Readers of this novel will learn through Dieu Lan's stories of the horrific ordeals the people of Vietnam have endured. The chapters alternate between the struggles of Huong and her grandmother during the Vietnam war, and the past stories of Dieu Lan's suffering of mass famine in 1945, the brutality of land dispossession and massacres during the Land Reform movement in the 1950s and then the conflict of the Vietnam War. Dieu Lan was the mother of six children, each of whom she had to find some way of protecting, even if it meant actually abandoning them to ensure their survival away from her. It is a heartrending story. When Dieu Lan retraces her steps to find her children again their outcomes are not always what she would have hoped for.
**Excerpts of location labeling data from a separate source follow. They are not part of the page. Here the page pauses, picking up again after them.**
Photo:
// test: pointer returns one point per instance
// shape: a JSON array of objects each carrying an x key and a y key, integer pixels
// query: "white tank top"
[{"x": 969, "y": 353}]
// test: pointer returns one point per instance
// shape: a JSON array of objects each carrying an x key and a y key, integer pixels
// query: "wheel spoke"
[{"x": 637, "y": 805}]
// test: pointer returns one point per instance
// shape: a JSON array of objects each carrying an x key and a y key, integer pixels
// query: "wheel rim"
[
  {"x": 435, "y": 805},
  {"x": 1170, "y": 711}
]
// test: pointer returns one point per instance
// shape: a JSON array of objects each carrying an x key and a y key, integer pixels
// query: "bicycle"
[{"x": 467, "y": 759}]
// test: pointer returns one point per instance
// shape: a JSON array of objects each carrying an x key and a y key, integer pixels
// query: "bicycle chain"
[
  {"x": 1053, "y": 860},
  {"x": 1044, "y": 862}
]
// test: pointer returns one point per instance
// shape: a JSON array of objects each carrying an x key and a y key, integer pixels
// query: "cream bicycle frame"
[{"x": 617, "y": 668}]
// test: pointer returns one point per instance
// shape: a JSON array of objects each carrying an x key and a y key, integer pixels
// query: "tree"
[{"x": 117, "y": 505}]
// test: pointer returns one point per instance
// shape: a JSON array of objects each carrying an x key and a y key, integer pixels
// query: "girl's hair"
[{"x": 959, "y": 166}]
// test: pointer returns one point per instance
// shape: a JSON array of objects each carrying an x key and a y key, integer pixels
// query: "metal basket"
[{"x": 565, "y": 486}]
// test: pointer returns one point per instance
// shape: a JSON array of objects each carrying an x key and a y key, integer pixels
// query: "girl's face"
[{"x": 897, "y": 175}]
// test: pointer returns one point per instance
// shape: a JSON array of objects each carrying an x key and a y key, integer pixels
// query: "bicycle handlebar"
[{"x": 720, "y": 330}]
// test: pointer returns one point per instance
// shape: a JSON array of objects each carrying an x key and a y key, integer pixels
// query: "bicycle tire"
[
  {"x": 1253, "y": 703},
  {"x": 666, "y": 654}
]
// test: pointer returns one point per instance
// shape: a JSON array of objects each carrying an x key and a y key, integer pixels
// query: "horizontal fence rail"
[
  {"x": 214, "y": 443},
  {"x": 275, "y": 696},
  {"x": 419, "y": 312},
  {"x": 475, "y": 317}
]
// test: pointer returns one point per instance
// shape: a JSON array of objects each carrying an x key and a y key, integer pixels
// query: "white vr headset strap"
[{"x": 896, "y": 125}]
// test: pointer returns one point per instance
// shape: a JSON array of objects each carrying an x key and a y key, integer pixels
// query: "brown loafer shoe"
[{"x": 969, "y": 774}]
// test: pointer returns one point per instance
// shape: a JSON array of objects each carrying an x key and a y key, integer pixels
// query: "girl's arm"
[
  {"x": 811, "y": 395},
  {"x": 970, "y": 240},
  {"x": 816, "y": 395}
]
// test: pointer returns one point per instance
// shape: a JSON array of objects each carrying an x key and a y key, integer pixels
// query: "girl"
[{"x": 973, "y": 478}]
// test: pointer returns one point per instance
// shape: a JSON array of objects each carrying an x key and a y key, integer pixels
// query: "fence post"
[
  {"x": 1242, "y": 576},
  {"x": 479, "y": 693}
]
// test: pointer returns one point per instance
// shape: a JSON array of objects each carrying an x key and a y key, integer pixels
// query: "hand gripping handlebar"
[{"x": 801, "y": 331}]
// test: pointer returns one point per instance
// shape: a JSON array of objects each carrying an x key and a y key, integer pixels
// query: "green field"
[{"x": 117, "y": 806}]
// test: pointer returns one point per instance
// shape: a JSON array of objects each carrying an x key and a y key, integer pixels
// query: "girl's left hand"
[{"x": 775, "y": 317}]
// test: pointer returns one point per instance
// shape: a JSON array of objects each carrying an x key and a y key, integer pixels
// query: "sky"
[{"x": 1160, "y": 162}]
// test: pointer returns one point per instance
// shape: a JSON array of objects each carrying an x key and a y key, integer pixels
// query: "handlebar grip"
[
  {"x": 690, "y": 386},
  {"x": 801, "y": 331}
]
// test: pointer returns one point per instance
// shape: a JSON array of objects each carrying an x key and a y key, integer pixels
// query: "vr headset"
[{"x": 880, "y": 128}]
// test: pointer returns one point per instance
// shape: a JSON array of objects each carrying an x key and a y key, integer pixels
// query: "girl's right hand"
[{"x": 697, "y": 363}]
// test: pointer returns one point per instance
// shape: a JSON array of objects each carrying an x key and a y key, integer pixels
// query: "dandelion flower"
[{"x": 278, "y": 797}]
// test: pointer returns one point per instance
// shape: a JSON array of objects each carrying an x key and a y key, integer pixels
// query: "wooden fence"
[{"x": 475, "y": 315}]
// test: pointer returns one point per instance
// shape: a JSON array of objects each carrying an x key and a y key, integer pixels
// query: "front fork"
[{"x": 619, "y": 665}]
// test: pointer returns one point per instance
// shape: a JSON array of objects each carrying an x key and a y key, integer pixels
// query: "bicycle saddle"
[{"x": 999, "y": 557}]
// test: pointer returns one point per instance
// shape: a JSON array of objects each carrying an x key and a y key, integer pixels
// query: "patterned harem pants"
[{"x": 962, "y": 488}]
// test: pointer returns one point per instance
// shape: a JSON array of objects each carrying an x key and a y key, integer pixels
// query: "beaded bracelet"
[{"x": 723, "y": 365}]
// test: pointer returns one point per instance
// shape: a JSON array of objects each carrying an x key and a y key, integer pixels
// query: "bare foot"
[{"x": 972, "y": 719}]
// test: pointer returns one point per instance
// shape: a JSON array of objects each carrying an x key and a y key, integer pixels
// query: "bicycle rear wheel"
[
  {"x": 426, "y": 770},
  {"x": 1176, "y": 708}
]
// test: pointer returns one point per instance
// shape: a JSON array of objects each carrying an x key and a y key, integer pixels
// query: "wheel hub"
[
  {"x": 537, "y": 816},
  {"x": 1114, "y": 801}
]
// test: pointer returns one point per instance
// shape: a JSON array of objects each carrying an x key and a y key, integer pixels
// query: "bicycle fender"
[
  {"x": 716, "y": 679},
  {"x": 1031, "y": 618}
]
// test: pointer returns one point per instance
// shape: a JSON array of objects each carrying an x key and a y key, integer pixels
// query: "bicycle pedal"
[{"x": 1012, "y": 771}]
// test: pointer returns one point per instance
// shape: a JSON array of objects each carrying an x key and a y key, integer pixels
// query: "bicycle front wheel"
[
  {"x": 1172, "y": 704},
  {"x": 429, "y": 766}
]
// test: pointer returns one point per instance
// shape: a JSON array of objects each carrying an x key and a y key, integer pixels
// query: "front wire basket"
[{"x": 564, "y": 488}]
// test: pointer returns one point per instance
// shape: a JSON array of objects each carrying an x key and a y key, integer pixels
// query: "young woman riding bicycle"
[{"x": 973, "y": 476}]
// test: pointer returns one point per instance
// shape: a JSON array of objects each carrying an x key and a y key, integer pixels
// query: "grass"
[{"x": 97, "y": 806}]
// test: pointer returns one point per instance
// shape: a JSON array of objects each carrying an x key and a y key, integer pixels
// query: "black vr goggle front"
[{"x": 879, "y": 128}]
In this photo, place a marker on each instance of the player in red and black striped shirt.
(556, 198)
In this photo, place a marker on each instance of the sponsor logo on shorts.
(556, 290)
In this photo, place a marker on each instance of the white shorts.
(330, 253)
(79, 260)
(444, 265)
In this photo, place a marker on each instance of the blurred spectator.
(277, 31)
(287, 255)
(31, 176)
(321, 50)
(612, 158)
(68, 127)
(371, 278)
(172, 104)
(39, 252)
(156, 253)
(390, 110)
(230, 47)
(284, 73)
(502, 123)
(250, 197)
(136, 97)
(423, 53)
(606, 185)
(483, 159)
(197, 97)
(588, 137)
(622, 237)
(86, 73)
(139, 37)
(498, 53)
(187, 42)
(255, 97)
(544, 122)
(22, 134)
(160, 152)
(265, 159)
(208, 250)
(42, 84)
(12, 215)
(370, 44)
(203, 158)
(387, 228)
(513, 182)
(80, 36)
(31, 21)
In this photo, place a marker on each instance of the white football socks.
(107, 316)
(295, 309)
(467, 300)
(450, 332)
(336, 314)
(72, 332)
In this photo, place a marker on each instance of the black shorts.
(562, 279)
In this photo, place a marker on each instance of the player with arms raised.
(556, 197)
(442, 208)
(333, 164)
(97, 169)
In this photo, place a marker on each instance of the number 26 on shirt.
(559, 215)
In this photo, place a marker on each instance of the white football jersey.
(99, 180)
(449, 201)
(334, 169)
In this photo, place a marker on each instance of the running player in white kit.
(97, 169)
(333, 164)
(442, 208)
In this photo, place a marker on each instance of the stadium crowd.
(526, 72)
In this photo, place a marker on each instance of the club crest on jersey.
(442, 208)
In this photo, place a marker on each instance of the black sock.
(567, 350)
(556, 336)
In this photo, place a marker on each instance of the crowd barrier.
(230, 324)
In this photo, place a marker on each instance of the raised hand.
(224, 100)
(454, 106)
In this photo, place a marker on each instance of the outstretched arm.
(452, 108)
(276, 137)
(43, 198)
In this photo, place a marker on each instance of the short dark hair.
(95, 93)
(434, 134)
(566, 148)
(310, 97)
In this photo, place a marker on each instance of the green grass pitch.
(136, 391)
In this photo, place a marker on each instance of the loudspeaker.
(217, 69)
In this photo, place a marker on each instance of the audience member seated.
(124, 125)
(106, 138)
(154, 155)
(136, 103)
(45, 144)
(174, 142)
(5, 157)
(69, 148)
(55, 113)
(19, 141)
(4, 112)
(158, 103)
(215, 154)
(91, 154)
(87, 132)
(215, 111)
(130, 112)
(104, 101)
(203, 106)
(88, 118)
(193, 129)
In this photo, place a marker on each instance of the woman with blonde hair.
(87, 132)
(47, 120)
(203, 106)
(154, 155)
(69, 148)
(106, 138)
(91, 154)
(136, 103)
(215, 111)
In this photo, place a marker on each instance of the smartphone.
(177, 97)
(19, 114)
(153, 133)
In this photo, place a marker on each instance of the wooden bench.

Each of Huong's relatives is affected by the Vietnam War, through separation from family, to beatings and rape, to Agent Orange poisoning, to traumatic amputation. But somehow, the spirit of Dieu Lan survives and even forges a way towards Buddhist forgiveness, peace and calm. It is a harrowing story, but one of the delights of this novel are the Vietnamese proverbs that Dieu Lan passes on to Huong, "fire proves gold, adversity proves men", "soft and persistent rain penetrates the earth better than a storm", and "only through love can we drive away the darkness of evil from this earth".

Millions of people lost their lives during the Vietnam War. This novel tells the stories of some of them, in the hope to learn from the past and prevent future armed conflict.

Themes: Vietnam War, Famine, Endurance, Survival.